Tobbe: With all the answers on the table today, could you have done more to keep the band together in the mid '80s and done more to try to keep Eddy in the band back then?

Ragne: I don't think you can do that, because if you should play by heart it must come from the heart and if you don't feel that from within yourself, then it's just the way it is. And I have the uttermost respect for that.

Tobbe: Maybe I see it more from the marketing side, while you see it from an artistic aspect.

Ragne: I see. Like "If you get an additional 100,000, you can play with us for one more year.", but that's not gonna happen, you know. It doesn't work that way. Not for me anyway. (Styrbjörn:) It's about inspiration, you know, and inspiration is rather sensitive and if someone doesn't really feel at home in the band, but wants to do something else and is discontented, then it's hard to make something and be creative. You make stuff and then you make a song that you personally feel is good, only to find out you've made it to no avail and stuff, you know. (Ragne:) And that's what's good with Niclas. I have a funny story. (Styrbjörn:) I have a story too.

(Ragne:) We were looking for a new member and then we bumped into a guy, Styrbjörn knew him from before if I recall correctly, Niclas Sunnerberg, and the funny thing was: when he auditioned, it felt really good and we started talking and he said "One of my favorite songs is Run With the Devil. I heard that one in 19…". What year, did he say? 1992? (Styrbjörn:) No, it was 1998, I think. The HammerFall cover. [HammerFall's version of this Heavy Load song was recorded in 1999, released in 2000 and was engineered, co-produced and mixed by the Wahlquist brothers themselves.]
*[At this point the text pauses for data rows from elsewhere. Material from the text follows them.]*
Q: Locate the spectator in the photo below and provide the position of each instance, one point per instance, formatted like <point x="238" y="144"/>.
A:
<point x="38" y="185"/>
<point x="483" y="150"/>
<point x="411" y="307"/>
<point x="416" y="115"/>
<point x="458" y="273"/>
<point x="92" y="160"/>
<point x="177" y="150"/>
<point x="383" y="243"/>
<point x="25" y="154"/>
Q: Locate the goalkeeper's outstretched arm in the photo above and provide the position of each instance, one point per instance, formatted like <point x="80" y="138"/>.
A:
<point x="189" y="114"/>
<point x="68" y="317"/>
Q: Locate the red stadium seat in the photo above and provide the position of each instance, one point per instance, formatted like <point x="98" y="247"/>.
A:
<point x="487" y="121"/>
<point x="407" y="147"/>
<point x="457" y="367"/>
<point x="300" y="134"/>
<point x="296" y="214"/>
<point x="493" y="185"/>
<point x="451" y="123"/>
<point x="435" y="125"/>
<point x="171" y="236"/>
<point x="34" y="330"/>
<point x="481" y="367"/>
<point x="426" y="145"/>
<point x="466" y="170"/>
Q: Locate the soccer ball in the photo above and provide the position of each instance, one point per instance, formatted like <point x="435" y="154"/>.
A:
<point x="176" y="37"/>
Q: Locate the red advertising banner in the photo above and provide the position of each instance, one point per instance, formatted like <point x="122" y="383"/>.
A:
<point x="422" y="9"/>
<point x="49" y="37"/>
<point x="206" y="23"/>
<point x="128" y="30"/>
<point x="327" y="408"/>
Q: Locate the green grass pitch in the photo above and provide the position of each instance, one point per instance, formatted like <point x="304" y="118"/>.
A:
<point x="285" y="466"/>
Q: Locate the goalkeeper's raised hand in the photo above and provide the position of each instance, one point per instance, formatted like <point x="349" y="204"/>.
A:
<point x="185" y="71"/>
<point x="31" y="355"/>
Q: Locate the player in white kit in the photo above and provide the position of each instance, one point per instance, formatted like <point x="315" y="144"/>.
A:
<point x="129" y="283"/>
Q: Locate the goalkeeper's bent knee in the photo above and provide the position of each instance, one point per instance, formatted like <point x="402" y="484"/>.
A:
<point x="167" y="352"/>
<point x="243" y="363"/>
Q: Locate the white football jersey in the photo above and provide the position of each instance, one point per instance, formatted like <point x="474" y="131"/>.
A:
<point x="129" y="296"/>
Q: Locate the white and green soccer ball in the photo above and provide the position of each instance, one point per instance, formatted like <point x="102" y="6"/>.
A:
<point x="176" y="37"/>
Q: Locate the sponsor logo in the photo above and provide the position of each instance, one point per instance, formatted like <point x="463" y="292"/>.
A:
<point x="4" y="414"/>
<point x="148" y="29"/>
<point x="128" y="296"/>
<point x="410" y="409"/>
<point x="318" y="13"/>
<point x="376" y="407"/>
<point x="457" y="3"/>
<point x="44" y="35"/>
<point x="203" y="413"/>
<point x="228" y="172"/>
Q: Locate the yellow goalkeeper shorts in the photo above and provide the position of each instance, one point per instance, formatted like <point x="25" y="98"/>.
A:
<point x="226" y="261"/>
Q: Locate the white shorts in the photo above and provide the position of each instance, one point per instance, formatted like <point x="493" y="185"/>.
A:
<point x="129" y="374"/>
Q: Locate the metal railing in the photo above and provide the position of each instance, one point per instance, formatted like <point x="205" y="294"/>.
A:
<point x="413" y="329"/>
(Ragne:) So he said "I heard the HammerFall version and then I listened to the original. So fucking awesome! I've been to Sweden Rock many times, but this year I wasn't going, and then I heard you guys were coming, so I purchased a ticket immediately.]. At that point he hadn't joined the band yet, you know. So it's great to have someone in the band that really wants to be there. He's not playing with us just to be on stage and maybe climb a few steps in his career, but he's doing it because he's having such a good time.

And that's inspiring to me too obviously. He's doing it because he wants to do it by heart. It's exactly the way it's supposed to be and it's making me have a really good time as well. And when he auditioned we were gonna play 3 songs and one of them was Stronger Than Evil and "Okay. I know this one. I have played a cover version of it before.". You know, he had played our songs and that felt really good.

Tobbe: And Styrbjörn's story.

Ragne: I was at a rock club at Mariatorget [Maria square in Stockholm] and the DJ recognized me and started playing some Heavy Load songs and then 3 guys approached me and "Hi. We're a band called Steelwing and it's really great to meet you.". So when our songs were on they told me "We're a band that usually plays some Heavy Load covers, you know." and I was like "That's great. How old are you guys?" and "I'm 27 years old. I'm 27. I'm 27 as well." and I said "The song we're listening to right now, I recorded it 3 years before you were born.". That's quite bizarre, you know. It's incomprehensible. It is completely incomprehensible.